Saturday, June 4, 2011

Industry and Budget


THE 2011-12 Punjab budget has given a raw deal to industry. The budget talks of the 2009 industrial policy, which was supposed to encourage IT, agro-based and food processing units. There is hardly any progress in any of these sectors. The budget has set a paltry Rs 10 crore for upgrading industrial focal points. Finance Minister Upinderjit Kaur also talks of 69 mega projects approved during the past four years. When these would become operational is anybody’s guess. The government’s rosy picture of industry has to be compared with what industrial organisations say. An Assocham study reveals that Punjab gets just 1.6 per cent of the total private and government investment made countrywide. Haryana gets double (3.8 per cent) of that.

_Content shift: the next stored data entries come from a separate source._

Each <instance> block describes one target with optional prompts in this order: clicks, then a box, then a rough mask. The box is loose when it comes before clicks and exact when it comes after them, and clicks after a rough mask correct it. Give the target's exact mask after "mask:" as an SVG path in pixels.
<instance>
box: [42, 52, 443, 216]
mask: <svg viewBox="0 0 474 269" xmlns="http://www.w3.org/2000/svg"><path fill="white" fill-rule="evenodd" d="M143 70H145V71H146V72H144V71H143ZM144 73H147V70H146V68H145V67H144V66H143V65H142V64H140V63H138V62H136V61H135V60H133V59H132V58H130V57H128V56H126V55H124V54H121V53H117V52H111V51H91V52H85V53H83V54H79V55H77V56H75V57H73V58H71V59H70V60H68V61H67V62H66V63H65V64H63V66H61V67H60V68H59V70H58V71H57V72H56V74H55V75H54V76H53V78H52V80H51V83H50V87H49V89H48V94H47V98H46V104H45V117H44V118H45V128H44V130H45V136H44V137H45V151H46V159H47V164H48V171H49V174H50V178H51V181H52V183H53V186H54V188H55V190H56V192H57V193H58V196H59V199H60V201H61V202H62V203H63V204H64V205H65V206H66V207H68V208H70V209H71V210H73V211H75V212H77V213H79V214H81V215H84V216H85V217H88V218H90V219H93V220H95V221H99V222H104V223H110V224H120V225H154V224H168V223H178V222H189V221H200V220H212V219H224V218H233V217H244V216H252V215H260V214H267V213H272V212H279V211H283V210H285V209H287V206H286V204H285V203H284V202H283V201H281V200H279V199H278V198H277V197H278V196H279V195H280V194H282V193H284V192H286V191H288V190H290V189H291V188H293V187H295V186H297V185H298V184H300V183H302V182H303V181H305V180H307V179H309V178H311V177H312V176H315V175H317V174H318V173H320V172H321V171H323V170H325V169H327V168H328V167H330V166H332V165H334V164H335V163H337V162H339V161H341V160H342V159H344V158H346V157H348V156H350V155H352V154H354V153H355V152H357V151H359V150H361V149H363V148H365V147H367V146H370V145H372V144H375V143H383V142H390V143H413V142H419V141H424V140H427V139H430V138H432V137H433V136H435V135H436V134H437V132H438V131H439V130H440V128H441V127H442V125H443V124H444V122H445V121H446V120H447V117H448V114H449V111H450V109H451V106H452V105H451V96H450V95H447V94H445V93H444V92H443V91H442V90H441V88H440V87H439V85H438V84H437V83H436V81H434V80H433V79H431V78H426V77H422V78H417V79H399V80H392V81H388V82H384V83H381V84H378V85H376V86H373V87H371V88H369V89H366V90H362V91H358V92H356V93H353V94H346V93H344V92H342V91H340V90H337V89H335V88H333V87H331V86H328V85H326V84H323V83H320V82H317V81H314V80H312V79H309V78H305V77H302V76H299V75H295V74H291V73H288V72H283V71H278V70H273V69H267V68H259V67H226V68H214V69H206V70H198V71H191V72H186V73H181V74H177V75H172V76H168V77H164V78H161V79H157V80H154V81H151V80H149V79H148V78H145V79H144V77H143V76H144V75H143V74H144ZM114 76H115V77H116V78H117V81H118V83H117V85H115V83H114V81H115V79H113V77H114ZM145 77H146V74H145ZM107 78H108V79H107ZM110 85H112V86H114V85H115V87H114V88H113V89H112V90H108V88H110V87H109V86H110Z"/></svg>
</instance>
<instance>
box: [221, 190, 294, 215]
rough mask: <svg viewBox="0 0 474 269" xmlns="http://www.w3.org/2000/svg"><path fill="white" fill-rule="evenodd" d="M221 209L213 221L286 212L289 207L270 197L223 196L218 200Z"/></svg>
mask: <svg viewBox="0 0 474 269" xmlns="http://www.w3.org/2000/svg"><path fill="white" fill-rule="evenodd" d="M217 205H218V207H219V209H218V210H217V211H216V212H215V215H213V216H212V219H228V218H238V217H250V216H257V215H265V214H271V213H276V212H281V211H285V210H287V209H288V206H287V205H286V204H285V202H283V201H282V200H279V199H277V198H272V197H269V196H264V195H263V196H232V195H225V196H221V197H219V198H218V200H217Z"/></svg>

Punjab leaders in general and finance ministers in particular like to blame the state’s poor industrial progress on its locational disadvantage as well as the Central tax incentives to the hill states. Between 2002 and 2008, Dr Upinderjit Kaur claims, 274 industrial units either moved out or set up new units in the hill states. However, Assocham attributes the slow pace of industrialisation in Punjab to corruption, administrative delays, official apathy and high land prices apart from its geographical handicap. Poor governance has led to lower tax collection and consequently fiscal deterioration. All this keeps off investors.
Also contributing to growing industrial sickness is lack of quality power. Free power to farmers has forced domestic and industrial consumers to pay more and finance the Badal government’s political largesse. Fiscal indiscipline and political and bureaucratic profligacy have almost bankrupted and incapacitated the government. The government offered no bailout to industry as global recession took its toll. There is no political will to plug revenue leakages and go after black money or mop up resources by taxing the rich, including farmers. Since agriculture is already languishing, industry alone can generate employment and push growth. A favourable policy framework, a corruption-free administration and a Gujarat-type aggressive political leadership can attract private investment and accelerate industrial growth in Punjab. The budget has missed a chance to move in this direction.